The economy and currency were increasingly manipulated to serve the state's political and revisionist goals. Under the governorship of Gyula Reményi-Schmeller at the Hungarian National Bank, financial policy was subordinated to the government's agenda, which included rapid rearmament and preparing the economy for war to regain territories lost in the Treaty of Trianon. This led to chronic budget deficits, which were increasingly financed by money printing from the central bank, planting the seeds for future inflation. While hyperinflation was not yet apparent in 1938, the underlying pressures were building as public debt soared and the economy was redirected towards militarization, often through state-led barter agreements with Nazi Germany and Fascist Italy to circumvent hard currency shortages.

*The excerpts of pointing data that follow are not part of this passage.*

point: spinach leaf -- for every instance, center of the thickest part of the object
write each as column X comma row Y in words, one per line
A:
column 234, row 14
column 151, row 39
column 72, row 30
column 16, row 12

Consequently, by late 1938, Hungary's currency system was fragile and artificially sustained. The First Vienna Award in November, which returned southern Slovakia from Czechoslovakia to Hungary, provided a temporary morale and economic boost but did not alter the fundamental financial weaknesses. The pengő's stability was more illusory than real, maintained through isolation from international markets and authoritarian financial controls. The stage was set for the catastrophic monetary collapse that would follow during and after World War II, culminating in the infamous hyperinflation of the 1940s and the introduction of the forint in 1946.